Table 3 Details of reads, bases and file sizes.

Technical Validation

Genomic DNA integrity

Genomic DNA was extracted using Trizol (Invitrogen) and quantified using Qubit® dsDNA HS Assay Kits (ThermoFisher Scientific) prior to sequencing. Concentrations ranged between 68.2 and 120 ng/µL. For consistency, we used the same extracted DNA for all three sequencing platforms (Nanopore MinION, Illumina HiSeq 4000 and MiSeq).
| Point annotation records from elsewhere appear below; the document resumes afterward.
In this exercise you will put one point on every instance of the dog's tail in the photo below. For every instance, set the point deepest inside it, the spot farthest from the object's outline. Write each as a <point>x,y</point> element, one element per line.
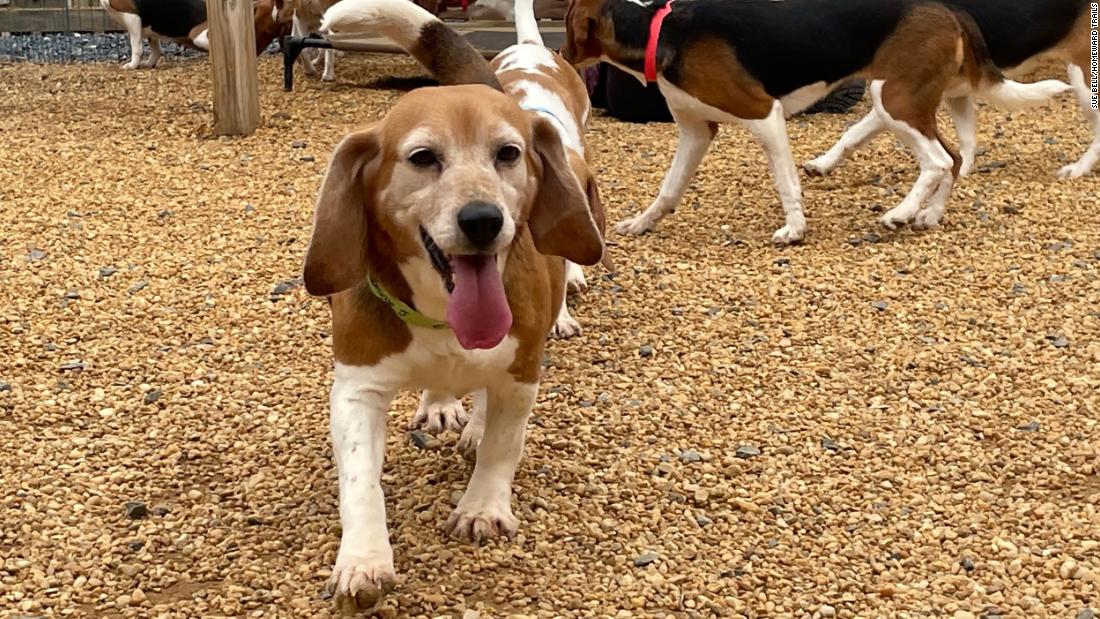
<point>443,52</point>
<point>527,25</point>
<point>987,79</point>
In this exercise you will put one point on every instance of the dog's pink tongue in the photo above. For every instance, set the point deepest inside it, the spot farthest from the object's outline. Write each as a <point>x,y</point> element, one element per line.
<point>477,310</point>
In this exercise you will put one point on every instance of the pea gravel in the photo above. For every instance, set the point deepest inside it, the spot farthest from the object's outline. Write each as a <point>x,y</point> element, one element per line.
<point>921,446</point>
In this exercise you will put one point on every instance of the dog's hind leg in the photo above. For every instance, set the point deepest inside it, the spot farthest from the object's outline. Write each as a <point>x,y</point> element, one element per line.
<point>771,133</point>
<point>964,113</point>
<point>854,139</point>
<point>1088,161</point>
<point>695,136</point>
<point>916,130</point>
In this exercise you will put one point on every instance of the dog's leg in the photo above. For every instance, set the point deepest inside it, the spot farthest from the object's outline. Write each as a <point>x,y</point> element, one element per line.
<point>298,30</point>
<point>771,133</point>
<point>574,277</point>
<point>965,115</point>
<point>364,568</point>
<point>438,412</point>
<point>935,162</point>
<point>475,428</point>
<point>485,509</point>
<point>330,66</point>
<point>1090,157</point>
<point>154,56</point>
<point>695,136</point>
<point>854,139</point>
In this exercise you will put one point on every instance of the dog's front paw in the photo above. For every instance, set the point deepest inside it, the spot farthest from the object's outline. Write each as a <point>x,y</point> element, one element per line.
<point>437,413</point>
<point>565,327</point>
<point>359,583</point>
<point>477,521</point>
<point>635,225</point>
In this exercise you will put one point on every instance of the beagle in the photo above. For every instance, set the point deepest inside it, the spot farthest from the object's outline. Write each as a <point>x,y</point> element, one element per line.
<point>536,77</point>
<point>305,17</point>
<point>183,22</point>
<point>758,62</point>
<point>1020,34</point>
<point>439,238</point>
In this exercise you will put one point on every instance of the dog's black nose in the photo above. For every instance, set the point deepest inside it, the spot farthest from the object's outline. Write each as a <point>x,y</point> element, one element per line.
<point>481,222</point>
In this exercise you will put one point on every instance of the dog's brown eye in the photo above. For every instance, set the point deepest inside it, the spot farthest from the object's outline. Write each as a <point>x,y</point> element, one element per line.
<point>507,154</point>
<point>424,157</point>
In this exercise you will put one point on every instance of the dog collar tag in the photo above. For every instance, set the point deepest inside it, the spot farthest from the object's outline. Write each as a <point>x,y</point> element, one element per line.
<point>403,310</point>
<point>655,33</point>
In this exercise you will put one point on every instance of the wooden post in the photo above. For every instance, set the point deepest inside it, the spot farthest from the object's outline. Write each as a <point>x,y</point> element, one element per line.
<point>233,66</point>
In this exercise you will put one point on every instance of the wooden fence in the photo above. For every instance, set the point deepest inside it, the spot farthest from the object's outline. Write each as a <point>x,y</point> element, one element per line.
<point>54,15</point>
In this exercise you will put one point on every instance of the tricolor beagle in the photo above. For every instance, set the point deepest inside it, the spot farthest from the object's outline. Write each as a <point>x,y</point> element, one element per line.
<point>1020,34</point>
<point>180,21</point>
<point>435,238</point>
<point>759,61</point>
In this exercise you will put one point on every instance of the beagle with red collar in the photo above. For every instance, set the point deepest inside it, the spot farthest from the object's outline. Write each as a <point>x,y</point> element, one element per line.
<point>183,22</point>
<point>537,78</point>
<point>440,236</point>
<point>1020,34</point>
<point>759,61</point>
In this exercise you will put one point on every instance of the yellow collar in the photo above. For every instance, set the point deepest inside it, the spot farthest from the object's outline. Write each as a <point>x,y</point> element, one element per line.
<point>403,310</point>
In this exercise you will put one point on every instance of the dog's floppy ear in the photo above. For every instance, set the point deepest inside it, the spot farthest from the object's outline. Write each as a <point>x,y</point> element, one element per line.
<point>337,256</point>
<point>560,221</point>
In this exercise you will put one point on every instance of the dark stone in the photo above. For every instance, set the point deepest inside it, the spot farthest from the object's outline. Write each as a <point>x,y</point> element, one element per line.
<point>136,510</point>
<point>747,452</point>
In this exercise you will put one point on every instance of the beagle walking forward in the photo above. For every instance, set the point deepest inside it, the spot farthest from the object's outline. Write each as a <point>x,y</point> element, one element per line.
<point>758,61</point>
<point>436,236</point>
<point>1020,34</point>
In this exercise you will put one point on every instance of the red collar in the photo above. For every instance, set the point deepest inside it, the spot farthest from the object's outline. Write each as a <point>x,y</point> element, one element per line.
<point>655,33</point>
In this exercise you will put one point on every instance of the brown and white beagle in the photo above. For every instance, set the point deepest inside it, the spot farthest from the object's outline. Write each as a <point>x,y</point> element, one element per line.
<point>439,238</point>
<point>1020,34</point>
<point>759,61</point>
<point>183,22</point>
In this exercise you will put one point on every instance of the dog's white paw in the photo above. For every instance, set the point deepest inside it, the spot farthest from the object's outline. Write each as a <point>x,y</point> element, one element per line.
<point>635,225</point>
<point>574,278</point>
<point>359,583</point>
<point>821,166</point>
<point>927,219</point>
<point>565,327</point>
<point>477,521</point>
<point>436,415</point>
<point>1073,170</point>
<point>789,234</point>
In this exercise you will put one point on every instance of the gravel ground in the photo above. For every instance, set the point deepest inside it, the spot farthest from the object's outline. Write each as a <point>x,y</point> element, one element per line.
<point>871,424</point>
<point>76,47</point>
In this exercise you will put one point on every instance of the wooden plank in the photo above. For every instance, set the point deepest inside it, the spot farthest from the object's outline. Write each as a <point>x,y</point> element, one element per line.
<point>54,20</point>
<point>233,67</point>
Furthermore, we assessed the gDNA high molecular weight using N50 estimates of MinION long reads which were ranged between 12.07 and 22.92 kilobases.

Contamination screening

We scanned all assemblies for any contamination or any sequence of vector origin by first building a UniVec Database and then using BLAST+ . All contaminants were found either at the beginning or at the end of contigs and then deleted. No contaminants affected assembly integrity.

Quality of short and long raw sequence reads

We used FastQC to check the sequence quality of Illumina short reads sequences and pycoQC to check the Nanopore long reads sequence quality. We used MultiQC123 to output all sequence quality scores in one interactive report105,106,107,108,109,110.

Assembly validation

Since the analysis took many steps to finish, quality checks were introduced between each step. Some checks were focused on completeness, for instance using BUSCO124 as a benchmark for the presence of expected universal single-copy orthologues. Other checks focussed on the correct order and orientation of the chromosomes, for instance MUMmer alignment to find synteny between assemblies and other Leishmania genomes. Yet further checks focussed on the accuracy and precision of annotation, for instance using Annotation Edit Distance score (AED) in MAKER2 (Fig. 5). We checked reproducibility of the assemblies and annotations using Snakemake.